The Main Opposition, the A Partnership for National Unity and Alliance for Change (APNU+AFC) which Jordan served as finance minister, has a major role to play. Electoral evidence continues to show African Guyanese have overwhelmingly provided the coalition support. Decision making on oil and gas will not only happen in the boardroom of ExxonMobil and other oil giants, but also in the Executive at Cabinet meetings and in the National Assembly, among other places though lesser in political weight are no less significant.
The trade union will have to have a say in the management of oil and gas, as the religious community, the media, non-parliamentary political parties, civil society and the man and woman in the street. The congruence of these ideas must not only be seen as talk or talking past each other but realise meaningful involvement of all Guyanese. At the same time the African Guyanese community as well as other ethnic communities would have to realise that they need no urging, other than the right to participate and benefit, to get up and get or agitate that their leaders do.
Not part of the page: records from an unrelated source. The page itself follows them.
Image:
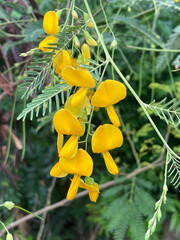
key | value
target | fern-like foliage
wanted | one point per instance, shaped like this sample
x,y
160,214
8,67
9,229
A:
x,y
139,27
44,100
174,170
172,43
126,214
169,112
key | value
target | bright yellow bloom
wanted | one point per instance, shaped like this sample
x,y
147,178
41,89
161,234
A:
x,y
80,165
76,111
44,44
50,25
89,39
105,138
85,53
80,78
66,123
92,189
109,93
61,60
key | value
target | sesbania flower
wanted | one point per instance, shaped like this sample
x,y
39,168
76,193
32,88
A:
x,y
80,78
93,189
66,123
61,60
109,93
80,165
77,110
51,26
105,138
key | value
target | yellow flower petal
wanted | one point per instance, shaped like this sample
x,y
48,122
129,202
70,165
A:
x,y
61,60
44,44
66,123
78,97
69,149
56,171
77,77
108,93
73,187
113,116
106,137
50,23
60,140
86,53
81,164
77,109
110,163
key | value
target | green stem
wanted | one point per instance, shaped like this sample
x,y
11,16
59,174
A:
x,y
4,227
141,103
27,211
10,128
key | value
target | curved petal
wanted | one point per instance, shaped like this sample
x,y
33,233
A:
x,y
69,149
44,44
61,60
108,93
77,77
113,116
50,23
106,137
60,140
81,164
56,171
78,97
73,187
66,123
110,163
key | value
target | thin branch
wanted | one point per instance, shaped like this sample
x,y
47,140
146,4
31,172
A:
x,y
48,200
66,202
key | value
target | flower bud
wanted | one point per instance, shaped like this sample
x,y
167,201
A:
x,y
59,13
74,14
9,236
89,39
87,19
76,41
8,204
113,44
89,180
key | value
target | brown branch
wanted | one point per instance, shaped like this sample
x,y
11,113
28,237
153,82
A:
x,y
66,202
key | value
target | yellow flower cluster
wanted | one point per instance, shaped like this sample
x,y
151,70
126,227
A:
x,y
71,119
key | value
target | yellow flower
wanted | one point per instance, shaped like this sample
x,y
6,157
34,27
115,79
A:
x,y
85,53
105,138
61,60
93,189
50,25
76,111
66,123
80,165
89,39
109,93
80,78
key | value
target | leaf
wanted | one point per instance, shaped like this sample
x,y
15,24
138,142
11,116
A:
x,y
33,31
138,26
46,95
172,43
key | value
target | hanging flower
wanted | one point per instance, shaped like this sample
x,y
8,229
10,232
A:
x,y
80,165
51,26
109,93
80,78
61,60
105,138
66,123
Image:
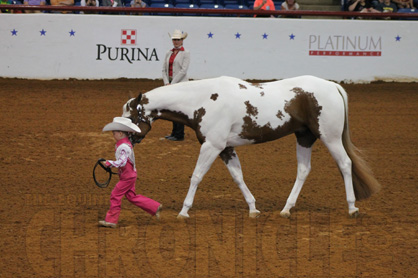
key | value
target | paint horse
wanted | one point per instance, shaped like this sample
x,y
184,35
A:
x,y
227,112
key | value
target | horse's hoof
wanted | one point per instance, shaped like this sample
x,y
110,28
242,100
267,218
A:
x,y
285,214
255,214
181,216
354,213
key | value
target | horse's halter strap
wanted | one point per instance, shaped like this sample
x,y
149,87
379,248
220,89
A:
x,y
140,119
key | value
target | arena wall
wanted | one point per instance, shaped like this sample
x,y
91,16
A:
x,y
63,46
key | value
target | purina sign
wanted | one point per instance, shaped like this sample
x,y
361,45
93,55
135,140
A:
x,y
126,53
340,45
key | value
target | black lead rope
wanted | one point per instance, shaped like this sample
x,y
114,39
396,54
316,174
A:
x,y
108,170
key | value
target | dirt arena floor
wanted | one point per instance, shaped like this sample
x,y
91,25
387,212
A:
x,y
51,138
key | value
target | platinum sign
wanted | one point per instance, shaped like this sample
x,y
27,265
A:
x,y
340,45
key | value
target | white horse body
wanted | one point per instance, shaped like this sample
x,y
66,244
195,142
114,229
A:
x,y
227,112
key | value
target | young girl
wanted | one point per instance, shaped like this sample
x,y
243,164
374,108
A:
x,y
125,162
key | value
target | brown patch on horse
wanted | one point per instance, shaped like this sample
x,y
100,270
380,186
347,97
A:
x,y
280,114
304,111
214,97
195,124
305,108
257,85
251,110
227,154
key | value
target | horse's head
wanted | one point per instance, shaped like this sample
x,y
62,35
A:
x,y
134,110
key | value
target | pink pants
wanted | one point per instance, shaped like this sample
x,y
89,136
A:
x,y
127,188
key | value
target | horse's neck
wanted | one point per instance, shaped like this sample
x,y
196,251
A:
x,y
166,104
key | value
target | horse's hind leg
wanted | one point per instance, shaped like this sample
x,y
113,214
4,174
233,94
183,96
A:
x,y
207,156
230,158
304,167
344,163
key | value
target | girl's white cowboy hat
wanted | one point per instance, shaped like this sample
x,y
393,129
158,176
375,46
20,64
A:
x,y
121,124
178,35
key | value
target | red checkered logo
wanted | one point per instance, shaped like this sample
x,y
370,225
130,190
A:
x,y
128,37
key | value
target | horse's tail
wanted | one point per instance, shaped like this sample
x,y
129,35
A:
x,y
364,182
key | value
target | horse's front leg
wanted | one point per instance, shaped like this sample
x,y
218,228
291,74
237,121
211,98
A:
x,y
231,160
207,156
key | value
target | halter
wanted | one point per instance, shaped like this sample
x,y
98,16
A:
x,y
140,119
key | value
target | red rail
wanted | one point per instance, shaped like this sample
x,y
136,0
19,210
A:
x,y
182,11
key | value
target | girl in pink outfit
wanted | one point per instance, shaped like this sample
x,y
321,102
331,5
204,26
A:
x,y
125,162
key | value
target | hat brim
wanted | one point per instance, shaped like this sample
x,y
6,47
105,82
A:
x,y
117,126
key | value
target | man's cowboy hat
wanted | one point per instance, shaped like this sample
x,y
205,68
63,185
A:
x,y
121,124
178,35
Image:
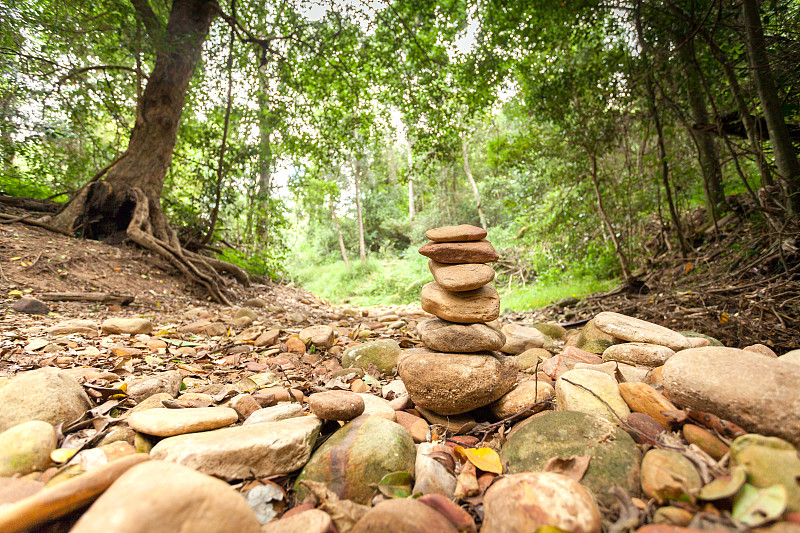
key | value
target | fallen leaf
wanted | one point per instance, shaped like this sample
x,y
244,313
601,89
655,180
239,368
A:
x,y
396,485
485,459
754,507
574,467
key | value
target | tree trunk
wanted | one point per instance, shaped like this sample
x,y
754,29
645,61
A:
x,y
623,259
468,172
339,233
707,152
411,207
128,200
149,153
785,157
362,246
662,151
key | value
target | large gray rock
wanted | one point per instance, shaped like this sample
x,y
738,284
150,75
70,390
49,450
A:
x,y
170,422
636,330
355,458
158,497
450,384
756,392
638,353
467,307
443,336
262,450
381,353
582,390
26,448
614,455
47,394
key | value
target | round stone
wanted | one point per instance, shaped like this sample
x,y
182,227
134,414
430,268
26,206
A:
x,y
450,384
336,405
443,336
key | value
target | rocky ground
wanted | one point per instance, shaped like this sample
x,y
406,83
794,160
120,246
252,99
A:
x,y
284,413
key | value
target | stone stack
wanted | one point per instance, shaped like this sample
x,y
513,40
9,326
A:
x,y
460,369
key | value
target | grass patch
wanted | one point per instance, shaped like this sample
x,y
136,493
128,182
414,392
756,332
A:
x,y
381,281
541,294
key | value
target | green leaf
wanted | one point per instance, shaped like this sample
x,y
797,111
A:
x,y
754,507
724,487
396,485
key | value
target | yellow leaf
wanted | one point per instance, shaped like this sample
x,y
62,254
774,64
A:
x,y
485,459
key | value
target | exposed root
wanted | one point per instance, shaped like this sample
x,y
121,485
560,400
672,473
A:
x,y
197,269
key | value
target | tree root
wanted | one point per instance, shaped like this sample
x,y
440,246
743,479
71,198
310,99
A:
x,y
193,266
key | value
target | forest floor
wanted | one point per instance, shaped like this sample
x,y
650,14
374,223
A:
x,y
739,299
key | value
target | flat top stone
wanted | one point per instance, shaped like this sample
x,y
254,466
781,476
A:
x,y
168,422
444,336
463,277
462,232
479,305
636,330
460,252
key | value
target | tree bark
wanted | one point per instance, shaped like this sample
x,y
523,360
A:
x,y
362,246
471,179
152,140
662,151
708,155
623,259
339,233
785,156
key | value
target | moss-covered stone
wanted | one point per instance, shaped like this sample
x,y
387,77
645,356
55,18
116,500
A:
x,y
769,461
355,458
614,455
381,353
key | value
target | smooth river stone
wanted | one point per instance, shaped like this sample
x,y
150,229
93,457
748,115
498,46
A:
x,y
468,307
169,422
336,405
156,497
260,450
460,252
462,232
758,393
443,336
638,353
464,277
450,384
635,330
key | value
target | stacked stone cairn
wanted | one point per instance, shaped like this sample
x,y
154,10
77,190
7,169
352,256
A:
x,y
460,368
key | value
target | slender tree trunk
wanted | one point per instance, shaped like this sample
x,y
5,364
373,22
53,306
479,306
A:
x,y
785,156
468,172
748,121
662,151
152,141
362,246
411,207
708,155
339,233
623,259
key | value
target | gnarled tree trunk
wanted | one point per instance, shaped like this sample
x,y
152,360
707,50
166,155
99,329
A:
x,y
128,200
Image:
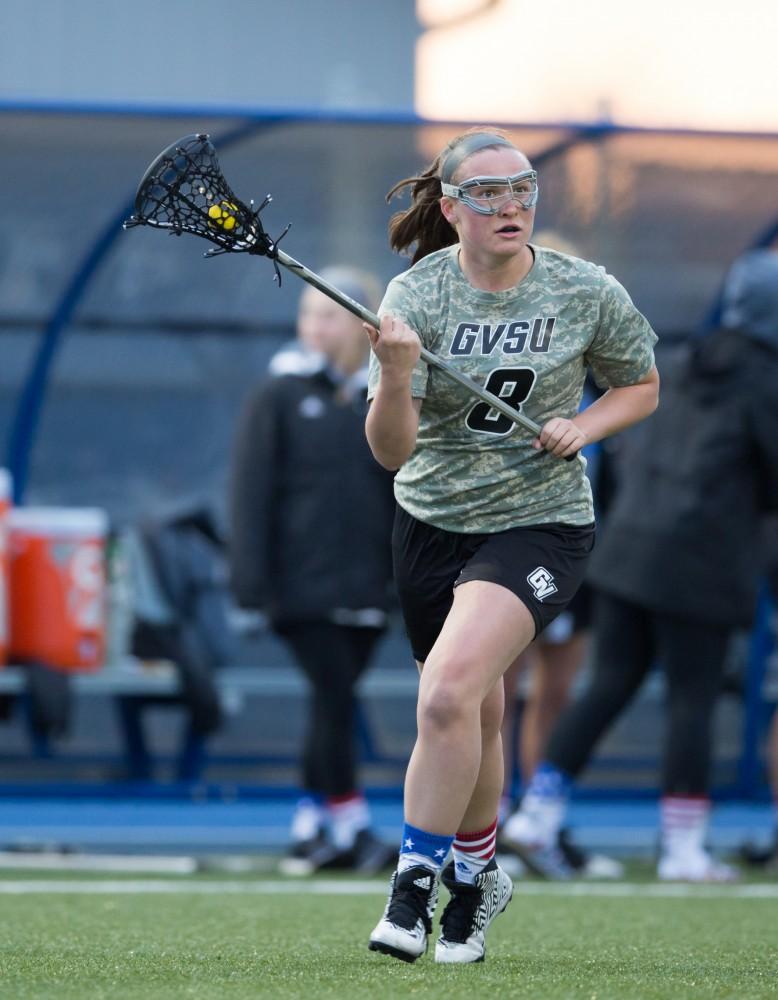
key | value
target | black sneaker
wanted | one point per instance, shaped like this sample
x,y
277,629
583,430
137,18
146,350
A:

In this Information Age Guyanese have more than enough opportunities to access the experiences of other oil rich countries and learn from the various ethnic groups how they are able to benefit and what caused others to be deprived. This is not the time for complacency because lest Guyana becomes a tale of two cities where the right gets richer, and the poor get poorer. Former Minister of Finance Winston Jordan has brought to the nation’s attention a story of economic inequity. It is a story deserving not only of conversation but measures being put in place to achieve ethnic equity in the oil and gas sector.